The Beavers

|

I just walked with my dog down to the creek. We dropped a few dozen feet of elevation off the ridge where we built our house into the board flood plain of the Lawson's Fork. Then we turned west and hiked up the sewer right-of-way to the confluence with Cold Water Branch. The smaller creek got its name because in its headwaters seven springs rise.

For half a century that whole little draw of the seven springs, maybe a half mile upstream from our house, is drowned under a good sized lake where some of Spartanburg's well-healed now call home. Nobody much remembers the days when there wasn't a lake there. The springs are only memorialized in a street name on the east side of Spartanburg.

In the last few months beavers have dammed the little creek in three or four places, little Hoover dams made of sticks and saplings gnawed into sharp points. The current dribbles out the sides and over the tops, but generally it's quite an acceptable hydro-project any engineer with respect.

Beavers have made an impressive and dramatic comeback in the upstate of across the entire east coast. In the past twenty years they've gone from rare to down-right common. Anyone with an eye for beaver activity-dams, gnawed saplings and adult trees near streams, drag marks on the banks of rivers and streams-can spot them almost everywhere from the suburbs to the state parks.

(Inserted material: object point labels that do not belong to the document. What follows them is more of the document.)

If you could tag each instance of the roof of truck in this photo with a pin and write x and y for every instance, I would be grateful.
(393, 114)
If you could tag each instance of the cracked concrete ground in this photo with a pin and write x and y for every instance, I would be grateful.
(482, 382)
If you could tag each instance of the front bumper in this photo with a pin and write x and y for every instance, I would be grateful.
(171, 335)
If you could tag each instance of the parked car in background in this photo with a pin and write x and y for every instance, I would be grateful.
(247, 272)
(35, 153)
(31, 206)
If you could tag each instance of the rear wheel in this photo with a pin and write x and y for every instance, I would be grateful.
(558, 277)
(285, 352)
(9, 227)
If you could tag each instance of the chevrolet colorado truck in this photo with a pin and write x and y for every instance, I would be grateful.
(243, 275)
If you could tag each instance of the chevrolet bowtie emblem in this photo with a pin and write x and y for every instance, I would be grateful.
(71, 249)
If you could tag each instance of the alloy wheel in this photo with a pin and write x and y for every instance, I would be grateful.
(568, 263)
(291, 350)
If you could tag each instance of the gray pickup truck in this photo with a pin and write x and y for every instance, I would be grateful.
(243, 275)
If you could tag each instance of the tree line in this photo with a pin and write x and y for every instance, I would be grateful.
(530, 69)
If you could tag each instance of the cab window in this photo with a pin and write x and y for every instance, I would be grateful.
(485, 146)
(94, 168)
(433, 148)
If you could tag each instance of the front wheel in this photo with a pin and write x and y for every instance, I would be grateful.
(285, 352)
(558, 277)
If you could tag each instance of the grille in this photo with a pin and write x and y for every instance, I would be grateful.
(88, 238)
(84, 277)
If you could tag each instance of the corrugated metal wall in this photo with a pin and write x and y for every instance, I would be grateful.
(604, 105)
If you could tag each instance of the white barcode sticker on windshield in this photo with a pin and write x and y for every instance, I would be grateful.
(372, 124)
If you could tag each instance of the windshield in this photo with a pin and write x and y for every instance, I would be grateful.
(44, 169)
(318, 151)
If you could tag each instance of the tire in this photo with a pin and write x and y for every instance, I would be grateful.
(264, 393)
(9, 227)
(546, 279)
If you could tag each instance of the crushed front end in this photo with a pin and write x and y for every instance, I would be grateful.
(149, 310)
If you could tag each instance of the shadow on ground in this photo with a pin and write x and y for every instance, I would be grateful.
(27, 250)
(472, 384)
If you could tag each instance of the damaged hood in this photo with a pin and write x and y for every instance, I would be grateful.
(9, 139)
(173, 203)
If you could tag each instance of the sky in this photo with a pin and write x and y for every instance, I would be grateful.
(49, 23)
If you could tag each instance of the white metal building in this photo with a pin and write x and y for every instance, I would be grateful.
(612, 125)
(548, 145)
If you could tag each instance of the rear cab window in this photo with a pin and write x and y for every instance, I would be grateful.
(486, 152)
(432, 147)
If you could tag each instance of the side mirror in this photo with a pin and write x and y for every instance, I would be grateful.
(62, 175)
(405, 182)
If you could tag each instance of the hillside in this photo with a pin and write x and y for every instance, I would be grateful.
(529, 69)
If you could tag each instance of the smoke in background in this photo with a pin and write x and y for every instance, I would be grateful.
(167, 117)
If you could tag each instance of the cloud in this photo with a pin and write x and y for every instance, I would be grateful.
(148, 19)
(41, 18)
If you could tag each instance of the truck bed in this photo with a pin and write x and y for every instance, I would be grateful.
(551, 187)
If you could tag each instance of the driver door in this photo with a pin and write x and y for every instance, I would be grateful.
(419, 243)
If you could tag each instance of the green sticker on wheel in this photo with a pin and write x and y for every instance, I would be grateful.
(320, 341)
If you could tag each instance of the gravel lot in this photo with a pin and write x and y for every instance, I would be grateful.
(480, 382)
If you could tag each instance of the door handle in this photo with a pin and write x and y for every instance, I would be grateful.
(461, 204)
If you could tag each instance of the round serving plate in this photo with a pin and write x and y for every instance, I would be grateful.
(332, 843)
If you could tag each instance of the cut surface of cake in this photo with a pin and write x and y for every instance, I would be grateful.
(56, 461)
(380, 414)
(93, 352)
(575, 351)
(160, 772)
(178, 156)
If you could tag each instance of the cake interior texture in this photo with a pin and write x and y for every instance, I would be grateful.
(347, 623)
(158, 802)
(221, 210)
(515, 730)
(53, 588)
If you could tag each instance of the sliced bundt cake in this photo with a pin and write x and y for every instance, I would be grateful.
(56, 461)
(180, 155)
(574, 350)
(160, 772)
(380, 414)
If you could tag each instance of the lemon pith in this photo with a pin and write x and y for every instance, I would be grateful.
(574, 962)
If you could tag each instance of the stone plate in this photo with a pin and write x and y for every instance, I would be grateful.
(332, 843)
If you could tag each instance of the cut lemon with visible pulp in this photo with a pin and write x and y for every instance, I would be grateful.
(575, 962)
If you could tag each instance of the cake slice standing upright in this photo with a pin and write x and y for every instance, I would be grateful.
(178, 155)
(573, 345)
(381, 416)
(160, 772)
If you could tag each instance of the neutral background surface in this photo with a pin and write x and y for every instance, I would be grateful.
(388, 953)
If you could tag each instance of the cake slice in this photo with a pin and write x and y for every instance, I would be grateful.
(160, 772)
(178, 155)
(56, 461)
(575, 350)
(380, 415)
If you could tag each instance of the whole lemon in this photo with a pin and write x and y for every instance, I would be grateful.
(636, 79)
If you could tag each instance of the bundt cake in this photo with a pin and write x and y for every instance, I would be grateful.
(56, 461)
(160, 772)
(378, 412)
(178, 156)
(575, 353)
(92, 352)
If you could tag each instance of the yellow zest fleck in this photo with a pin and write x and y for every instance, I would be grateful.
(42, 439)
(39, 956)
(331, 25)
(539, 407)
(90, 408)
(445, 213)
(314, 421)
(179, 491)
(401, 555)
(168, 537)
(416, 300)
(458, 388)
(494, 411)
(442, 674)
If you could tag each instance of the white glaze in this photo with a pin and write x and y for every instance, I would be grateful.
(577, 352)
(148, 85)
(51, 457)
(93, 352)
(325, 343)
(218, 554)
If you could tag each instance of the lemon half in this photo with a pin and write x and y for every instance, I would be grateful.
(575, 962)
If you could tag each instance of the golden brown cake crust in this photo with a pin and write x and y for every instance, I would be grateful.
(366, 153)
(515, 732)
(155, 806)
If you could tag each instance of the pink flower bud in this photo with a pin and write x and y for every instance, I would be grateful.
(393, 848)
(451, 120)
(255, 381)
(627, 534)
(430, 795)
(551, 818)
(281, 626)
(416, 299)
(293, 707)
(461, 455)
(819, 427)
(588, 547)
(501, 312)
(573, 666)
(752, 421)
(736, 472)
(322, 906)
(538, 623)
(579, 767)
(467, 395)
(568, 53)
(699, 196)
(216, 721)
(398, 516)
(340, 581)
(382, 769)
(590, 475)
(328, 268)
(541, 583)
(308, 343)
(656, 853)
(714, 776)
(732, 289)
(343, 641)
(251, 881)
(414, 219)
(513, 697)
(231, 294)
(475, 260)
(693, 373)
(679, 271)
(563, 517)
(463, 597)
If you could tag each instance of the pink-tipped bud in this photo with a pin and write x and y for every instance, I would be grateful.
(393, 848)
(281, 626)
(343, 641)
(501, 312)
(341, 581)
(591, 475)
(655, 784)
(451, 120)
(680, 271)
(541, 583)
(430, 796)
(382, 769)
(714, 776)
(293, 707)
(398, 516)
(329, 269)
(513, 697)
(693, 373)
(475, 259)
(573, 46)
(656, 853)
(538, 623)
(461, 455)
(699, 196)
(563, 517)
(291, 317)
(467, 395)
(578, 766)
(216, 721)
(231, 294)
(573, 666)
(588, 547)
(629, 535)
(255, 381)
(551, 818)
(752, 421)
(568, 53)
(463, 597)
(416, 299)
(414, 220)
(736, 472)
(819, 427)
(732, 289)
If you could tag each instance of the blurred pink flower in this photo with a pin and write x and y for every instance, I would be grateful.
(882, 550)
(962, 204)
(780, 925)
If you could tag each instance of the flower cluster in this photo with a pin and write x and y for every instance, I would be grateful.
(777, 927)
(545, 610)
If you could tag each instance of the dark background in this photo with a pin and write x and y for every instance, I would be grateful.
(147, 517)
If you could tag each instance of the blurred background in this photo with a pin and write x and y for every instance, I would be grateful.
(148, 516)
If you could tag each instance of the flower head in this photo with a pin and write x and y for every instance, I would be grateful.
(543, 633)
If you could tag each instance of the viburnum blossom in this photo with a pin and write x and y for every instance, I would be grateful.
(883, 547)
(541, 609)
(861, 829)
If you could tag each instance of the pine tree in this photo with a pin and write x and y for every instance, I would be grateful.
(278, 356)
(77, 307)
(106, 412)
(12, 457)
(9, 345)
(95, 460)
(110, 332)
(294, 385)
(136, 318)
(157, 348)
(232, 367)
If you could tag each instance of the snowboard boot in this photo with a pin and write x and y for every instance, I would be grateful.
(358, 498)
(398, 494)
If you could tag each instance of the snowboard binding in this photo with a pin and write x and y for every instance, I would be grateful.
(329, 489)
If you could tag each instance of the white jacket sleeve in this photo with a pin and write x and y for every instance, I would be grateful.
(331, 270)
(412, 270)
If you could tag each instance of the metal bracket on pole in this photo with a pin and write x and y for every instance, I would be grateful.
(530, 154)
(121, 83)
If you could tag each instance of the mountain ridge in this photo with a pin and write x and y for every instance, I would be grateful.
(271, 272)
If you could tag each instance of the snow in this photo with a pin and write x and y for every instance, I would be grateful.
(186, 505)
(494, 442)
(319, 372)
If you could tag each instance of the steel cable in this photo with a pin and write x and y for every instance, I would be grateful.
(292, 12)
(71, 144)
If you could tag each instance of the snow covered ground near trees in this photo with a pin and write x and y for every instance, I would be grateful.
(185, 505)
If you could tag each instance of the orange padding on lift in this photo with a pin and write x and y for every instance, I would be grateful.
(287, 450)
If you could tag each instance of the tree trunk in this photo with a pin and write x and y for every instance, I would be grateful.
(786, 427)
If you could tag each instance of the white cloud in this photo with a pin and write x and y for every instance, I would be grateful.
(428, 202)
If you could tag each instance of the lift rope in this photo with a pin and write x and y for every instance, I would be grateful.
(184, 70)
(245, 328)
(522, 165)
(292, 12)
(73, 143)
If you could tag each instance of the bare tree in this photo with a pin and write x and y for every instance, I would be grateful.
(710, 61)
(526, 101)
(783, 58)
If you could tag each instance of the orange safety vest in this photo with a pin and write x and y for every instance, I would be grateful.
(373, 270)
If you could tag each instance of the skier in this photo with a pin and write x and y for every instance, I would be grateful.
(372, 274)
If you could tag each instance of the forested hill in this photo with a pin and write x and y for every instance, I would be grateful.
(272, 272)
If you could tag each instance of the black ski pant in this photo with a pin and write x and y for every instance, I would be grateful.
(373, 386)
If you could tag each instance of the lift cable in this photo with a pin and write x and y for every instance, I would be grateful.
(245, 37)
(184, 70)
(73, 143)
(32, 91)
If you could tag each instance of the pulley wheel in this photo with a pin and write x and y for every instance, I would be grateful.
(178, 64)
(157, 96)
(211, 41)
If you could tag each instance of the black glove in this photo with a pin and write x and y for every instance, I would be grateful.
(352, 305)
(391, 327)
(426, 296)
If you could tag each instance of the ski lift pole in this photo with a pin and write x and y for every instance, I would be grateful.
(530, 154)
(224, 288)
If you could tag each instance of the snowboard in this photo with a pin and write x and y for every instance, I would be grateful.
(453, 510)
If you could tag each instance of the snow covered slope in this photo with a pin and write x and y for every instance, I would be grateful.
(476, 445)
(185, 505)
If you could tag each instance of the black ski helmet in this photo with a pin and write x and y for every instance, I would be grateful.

Most people who are aware of beavers can be divided into two minds-those that hate them, consider them vermin to be eradicated, or at least controlled, and those who see their return as a sign of wildness recovered. The beaver haters see their activity as endangering bottom-timber, flooding backyards, creating wet areas that were long dry. The beaver lovers see the animals as merely re-colonizing the flood plain territories we took from them for agriculture, ill-suited housing, golf courses, and road beds. Give them some time, these beaver lovers say, and the landscapes near streams will look like they did 300 years ago. Besides, the woodpeckers will have some grand snags to hunt for grubs n the meantime.